There are landmark temples in the provincial capital city. Wat Wisunarat has a watermelon-shaped stupa, while Wat Xieng Muan has a Buddhist art school. Wat Manorom, the 6 m tall, bronze, sitting Buddha, built in 1382, was damaged in 1887, and was renovated in 1919 and in 1971. Wat That Luang, originally established in the 3rd century BC by Ashokan missionaries, is the traditional cremation place for Lao royalty. Steps from Wat Phabaht lead to a footprint. Wat Xieng Maen, founded in 1592, housed the Pha Bang for 7 nights after decades in Thai hands. Wat Chomphet, established in 1888, is accessed via a stairway of 123 steps, and contains 2 pagodas. Wat Manorom contains a 6 m tall, bronze, sitting Buddha.

Wat Xieng Thong temple was built in the 16th century (1559–1560) during the reign of King Saysetthathirath, at the confluence of the Mekong and Nam Khan rivers. Its notability within the country and in Asia is credited to its Buddhist art and architecture. An artifact of funerary nature kept in the temple complex is a carved and gilded funeral vehicle of the former king, and the remains of King Sisavangvon.
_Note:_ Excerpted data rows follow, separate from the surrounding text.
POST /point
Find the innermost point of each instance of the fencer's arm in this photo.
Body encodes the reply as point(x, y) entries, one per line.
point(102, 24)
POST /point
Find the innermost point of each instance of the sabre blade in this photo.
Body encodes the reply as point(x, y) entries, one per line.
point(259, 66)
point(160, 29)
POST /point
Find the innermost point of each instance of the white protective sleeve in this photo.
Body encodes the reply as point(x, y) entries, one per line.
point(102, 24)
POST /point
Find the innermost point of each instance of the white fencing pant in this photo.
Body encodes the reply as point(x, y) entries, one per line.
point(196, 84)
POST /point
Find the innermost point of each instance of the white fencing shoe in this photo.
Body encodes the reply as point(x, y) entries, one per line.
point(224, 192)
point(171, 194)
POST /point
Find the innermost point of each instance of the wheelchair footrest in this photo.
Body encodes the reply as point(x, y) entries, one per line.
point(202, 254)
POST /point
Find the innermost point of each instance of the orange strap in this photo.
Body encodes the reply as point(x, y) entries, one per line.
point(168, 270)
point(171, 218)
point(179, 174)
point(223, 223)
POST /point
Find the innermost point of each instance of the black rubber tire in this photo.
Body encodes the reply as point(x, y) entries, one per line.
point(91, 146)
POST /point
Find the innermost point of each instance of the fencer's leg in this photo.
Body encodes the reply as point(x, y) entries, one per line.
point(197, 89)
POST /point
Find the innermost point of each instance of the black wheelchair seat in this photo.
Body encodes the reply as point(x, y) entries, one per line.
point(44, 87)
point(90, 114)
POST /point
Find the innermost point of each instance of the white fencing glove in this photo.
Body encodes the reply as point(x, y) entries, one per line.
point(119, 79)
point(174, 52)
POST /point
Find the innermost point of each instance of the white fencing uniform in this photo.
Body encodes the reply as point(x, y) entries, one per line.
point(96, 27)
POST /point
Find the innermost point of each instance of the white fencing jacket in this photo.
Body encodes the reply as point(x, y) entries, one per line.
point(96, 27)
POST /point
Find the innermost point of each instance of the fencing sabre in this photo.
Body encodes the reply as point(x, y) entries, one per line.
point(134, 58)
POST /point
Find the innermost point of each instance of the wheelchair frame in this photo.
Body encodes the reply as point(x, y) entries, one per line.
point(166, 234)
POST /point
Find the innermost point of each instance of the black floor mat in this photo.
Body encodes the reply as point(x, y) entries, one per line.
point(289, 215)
Royal ceremonies were held here until 1975. The wat has carved gilded, wooden doors which depict scenes from Buddha's life. The ceiling in the sim displays Dharmachakras, dharma wheels symbolising Buddhist law and the circle of reincarnation. The outer walls of the sim depict Lao legends, and the rear gable is decorated with a glass mosaic depicting the tree of life. The outer walls of the Sanctuary of the Reclining Buddha, also known as the Red Chapel, are decorated with mosaics.

==Culture==
The Vun Pi Mai festival occurs in April to celebrate the Lao New Year. The celebration includes Tak Bat, monks' alms procession, which passes by the Wat Ho Siang. The Royal Lao Ballet performs at the Phrolak-Phralam Theatre on the Royal Palace Grounds in the provincial capital.